You seem to be approaching this from a different angle than many. If I have reasonably high fraction of reads that align to the right genome then I generally do not worry about what got left behind.
I think these contamination levels are ok. If I read this correctly, most of the contaminant reads map to multiple genomes? In that case, you're literally dealing with < 1% contamination. Furthermore, Since your target is plant, you should be safe to just map everything and the mammalian reads should go to unmapped.

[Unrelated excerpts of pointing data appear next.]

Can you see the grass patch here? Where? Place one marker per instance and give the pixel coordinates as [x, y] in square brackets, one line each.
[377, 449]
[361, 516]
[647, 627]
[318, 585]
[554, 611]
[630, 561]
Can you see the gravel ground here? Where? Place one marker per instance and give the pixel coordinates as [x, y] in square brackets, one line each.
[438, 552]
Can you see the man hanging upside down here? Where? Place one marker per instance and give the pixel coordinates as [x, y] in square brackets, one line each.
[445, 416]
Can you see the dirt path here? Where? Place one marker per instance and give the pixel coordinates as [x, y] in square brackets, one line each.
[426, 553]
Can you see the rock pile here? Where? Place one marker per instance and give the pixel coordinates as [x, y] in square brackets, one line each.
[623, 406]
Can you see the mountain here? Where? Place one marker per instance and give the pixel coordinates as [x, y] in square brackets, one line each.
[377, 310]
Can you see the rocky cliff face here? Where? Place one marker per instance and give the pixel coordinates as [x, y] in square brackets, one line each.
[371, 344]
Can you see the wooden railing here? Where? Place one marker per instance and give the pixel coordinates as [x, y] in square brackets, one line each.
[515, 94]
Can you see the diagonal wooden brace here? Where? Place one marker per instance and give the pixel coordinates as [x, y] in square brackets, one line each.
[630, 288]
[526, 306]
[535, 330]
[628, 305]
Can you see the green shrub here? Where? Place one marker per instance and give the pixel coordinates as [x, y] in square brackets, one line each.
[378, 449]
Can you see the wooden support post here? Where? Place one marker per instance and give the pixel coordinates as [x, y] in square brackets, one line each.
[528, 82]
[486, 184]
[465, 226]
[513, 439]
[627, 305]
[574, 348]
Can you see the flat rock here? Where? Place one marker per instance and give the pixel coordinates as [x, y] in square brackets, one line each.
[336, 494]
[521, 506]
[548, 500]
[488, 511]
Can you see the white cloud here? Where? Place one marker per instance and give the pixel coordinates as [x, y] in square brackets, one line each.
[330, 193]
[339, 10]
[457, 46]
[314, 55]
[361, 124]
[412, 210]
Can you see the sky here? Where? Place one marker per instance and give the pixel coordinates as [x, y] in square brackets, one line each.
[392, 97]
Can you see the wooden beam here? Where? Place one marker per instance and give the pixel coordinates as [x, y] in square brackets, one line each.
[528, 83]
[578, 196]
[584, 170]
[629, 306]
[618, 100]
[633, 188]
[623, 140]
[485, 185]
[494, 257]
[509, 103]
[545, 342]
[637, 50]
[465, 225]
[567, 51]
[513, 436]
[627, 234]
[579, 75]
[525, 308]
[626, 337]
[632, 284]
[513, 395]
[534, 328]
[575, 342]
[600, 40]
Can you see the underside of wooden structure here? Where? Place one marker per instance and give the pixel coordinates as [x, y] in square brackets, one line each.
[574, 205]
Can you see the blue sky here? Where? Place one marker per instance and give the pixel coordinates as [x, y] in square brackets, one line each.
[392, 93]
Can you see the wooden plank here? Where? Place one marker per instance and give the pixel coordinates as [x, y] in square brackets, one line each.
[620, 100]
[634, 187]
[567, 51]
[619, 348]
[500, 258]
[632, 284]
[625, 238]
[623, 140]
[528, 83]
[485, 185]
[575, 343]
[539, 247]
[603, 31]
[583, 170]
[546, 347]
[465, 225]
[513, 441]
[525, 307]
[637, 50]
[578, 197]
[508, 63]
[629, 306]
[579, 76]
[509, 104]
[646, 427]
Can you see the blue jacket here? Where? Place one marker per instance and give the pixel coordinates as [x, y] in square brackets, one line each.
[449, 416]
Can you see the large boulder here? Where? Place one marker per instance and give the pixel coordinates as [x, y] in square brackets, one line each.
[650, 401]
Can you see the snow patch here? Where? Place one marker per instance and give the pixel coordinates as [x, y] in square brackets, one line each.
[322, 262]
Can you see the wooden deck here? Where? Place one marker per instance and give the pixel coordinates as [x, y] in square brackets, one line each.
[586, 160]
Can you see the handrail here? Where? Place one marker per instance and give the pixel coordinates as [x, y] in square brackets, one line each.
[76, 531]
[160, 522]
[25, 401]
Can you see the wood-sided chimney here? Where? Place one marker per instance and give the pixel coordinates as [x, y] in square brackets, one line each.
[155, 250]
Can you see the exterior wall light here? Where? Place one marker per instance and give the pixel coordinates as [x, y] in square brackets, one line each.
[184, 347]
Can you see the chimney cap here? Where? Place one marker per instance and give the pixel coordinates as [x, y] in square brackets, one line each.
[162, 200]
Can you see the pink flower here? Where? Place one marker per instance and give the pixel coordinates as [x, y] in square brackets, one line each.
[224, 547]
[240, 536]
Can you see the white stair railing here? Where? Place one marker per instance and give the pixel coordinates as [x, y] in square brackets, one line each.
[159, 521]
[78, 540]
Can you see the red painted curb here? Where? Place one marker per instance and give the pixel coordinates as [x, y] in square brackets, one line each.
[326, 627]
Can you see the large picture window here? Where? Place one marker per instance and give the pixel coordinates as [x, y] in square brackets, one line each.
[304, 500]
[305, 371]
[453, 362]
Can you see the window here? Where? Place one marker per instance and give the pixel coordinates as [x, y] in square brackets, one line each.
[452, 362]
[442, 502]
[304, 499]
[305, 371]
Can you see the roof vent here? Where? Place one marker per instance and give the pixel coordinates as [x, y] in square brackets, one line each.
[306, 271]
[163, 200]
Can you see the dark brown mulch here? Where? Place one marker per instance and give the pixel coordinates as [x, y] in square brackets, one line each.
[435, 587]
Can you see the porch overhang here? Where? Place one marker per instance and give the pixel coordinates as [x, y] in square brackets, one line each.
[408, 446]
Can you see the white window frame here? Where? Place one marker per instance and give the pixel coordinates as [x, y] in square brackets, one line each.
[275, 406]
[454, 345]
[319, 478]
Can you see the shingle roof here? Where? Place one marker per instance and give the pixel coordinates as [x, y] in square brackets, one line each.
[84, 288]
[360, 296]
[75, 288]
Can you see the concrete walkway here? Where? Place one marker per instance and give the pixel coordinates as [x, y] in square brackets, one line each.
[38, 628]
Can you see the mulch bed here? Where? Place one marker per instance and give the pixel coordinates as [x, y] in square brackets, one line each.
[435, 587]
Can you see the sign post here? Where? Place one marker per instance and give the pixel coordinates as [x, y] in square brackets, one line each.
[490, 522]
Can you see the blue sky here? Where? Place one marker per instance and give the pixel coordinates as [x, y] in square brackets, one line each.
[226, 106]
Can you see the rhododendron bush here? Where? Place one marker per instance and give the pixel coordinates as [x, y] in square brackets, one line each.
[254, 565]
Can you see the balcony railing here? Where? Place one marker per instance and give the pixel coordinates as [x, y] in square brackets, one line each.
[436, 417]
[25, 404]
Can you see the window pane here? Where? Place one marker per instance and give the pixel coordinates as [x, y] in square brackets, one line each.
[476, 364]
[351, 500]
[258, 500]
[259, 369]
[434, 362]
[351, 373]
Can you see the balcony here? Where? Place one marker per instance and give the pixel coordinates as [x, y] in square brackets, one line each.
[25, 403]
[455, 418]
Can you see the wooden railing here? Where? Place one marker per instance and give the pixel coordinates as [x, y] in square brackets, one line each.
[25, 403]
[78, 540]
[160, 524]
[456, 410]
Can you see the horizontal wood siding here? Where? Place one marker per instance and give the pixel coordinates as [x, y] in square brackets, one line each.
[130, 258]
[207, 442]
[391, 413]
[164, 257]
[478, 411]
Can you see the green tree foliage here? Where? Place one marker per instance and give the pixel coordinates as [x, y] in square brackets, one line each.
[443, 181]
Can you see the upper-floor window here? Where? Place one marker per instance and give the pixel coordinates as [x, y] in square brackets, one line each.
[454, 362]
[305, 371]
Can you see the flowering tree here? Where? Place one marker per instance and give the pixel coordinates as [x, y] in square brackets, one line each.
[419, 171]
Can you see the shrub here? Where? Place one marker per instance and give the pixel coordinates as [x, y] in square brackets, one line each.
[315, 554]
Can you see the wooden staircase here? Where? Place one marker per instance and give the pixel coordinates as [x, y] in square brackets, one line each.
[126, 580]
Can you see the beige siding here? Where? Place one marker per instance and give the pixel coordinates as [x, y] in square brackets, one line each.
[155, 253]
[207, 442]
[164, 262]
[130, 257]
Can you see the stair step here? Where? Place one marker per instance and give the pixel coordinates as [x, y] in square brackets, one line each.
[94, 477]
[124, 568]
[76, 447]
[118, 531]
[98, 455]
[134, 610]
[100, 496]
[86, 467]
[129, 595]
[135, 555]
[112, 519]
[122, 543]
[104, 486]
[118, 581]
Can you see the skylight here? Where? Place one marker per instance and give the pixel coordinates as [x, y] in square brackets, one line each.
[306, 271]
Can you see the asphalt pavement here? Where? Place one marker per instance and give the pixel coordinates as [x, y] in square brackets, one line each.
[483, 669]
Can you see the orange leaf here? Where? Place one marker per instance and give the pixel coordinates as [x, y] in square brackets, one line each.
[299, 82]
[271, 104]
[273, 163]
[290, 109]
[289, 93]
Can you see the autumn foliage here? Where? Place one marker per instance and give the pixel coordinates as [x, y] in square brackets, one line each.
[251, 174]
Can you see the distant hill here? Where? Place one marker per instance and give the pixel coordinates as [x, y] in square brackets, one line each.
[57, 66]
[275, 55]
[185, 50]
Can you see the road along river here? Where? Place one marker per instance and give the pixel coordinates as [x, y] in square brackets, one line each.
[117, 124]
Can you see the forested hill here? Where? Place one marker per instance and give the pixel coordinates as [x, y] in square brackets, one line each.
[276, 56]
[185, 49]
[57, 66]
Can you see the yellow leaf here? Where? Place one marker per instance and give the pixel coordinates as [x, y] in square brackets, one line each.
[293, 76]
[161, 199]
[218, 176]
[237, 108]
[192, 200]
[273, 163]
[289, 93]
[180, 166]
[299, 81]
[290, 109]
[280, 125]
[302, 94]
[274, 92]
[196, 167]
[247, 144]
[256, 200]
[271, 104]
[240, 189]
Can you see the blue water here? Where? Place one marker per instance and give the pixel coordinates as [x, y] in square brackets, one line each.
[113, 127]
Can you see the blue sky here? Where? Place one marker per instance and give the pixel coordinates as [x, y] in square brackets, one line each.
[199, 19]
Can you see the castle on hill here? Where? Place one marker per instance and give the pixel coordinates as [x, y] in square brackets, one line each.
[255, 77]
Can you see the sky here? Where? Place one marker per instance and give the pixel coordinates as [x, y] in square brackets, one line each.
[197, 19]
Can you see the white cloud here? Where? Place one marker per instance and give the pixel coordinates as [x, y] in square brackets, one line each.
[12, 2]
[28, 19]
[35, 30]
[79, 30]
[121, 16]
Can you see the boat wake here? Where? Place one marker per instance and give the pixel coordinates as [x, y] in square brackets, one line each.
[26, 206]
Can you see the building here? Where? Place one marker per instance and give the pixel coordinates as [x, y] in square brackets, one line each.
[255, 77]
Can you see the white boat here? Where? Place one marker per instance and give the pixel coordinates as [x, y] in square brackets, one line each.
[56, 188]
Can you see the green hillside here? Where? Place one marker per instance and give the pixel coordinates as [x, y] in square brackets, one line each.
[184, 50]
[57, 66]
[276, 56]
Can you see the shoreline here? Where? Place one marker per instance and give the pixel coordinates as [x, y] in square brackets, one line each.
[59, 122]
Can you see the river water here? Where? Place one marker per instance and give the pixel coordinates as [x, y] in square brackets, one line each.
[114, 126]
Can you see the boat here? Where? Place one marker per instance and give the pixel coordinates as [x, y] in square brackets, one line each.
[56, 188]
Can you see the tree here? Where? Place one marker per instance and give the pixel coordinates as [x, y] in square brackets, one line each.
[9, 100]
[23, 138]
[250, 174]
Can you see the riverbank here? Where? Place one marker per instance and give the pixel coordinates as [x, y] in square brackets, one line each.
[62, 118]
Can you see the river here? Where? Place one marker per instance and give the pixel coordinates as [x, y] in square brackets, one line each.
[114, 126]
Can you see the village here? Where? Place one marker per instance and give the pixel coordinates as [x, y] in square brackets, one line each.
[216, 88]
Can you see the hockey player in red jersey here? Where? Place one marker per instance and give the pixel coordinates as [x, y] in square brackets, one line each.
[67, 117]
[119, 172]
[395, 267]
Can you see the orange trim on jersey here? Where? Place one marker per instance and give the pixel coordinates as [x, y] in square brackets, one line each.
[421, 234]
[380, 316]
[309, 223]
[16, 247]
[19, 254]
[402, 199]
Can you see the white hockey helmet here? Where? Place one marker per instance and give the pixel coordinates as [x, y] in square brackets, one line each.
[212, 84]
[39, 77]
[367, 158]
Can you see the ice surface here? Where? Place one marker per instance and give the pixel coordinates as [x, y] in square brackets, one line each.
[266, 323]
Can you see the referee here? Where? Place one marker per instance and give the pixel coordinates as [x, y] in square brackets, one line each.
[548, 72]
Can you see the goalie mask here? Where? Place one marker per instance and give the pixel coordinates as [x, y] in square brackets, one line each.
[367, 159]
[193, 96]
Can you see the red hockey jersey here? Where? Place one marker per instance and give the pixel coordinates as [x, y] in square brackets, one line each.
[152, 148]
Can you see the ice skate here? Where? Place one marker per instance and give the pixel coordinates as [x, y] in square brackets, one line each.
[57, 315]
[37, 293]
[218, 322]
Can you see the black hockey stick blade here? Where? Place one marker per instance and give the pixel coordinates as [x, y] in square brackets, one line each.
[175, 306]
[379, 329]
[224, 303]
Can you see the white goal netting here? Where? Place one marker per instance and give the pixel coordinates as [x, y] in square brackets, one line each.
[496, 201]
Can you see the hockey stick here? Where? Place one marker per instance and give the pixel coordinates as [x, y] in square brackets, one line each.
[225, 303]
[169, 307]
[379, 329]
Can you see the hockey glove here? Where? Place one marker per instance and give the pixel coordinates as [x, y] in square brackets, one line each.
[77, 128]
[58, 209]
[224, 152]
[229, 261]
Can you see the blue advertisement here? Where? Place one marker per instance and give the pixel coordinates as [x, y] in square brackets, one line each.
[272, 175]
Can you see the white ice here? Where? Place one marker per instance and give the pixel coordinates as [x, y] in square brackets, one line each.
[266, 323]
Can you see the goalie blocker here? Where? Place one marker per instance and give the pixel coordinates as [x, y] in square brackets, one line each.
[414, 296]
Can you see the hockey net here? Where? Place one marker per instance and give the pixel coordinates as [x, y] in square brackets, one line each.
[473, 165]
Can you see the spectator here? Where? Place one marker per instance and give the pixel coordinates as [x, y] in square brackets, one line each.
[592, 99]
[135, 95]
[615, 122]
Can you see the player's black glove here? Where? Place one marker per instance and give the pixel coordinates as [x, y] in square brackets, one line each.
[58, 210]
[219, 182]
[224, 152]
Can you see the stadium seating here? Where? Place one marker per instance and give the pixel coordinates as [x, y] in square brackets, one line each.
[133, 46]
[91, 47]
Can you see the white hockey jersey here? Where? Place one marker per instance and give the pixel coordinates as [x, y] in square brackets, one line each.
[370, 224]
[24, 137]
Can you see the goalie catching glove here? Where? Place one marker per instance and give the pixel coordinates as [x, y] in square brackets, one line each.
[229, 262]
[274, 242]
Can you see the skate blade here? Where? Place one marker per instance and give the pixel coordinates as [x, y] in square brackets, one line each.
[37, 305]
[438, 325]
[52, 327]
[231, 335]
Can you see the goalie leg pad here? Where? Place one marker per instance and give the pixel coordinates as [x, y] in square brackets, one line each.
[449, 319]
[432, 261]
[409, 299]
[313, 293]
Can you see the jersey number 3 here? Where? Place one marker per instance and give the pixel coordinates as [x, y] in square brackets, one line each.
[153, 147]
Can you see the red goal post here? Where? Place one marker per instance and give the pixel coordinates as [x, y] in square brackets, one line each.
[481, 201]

To go one step further towards safety, you could also extract the contaminant reads, map them against your plant reference and see what happens.
That is correct, most are reads that are either 'Multiple_hits_one_genome' OR 'Multiple_hits_multiple_genome'
My guess is that these are reads are likely to contain / map to highly repetitive sequences common across both plant and animal kingdoms...
It should be easy to take the 'contaminant reads' and map them to my plant ref.genome - thanks for that suggestion. Cheers!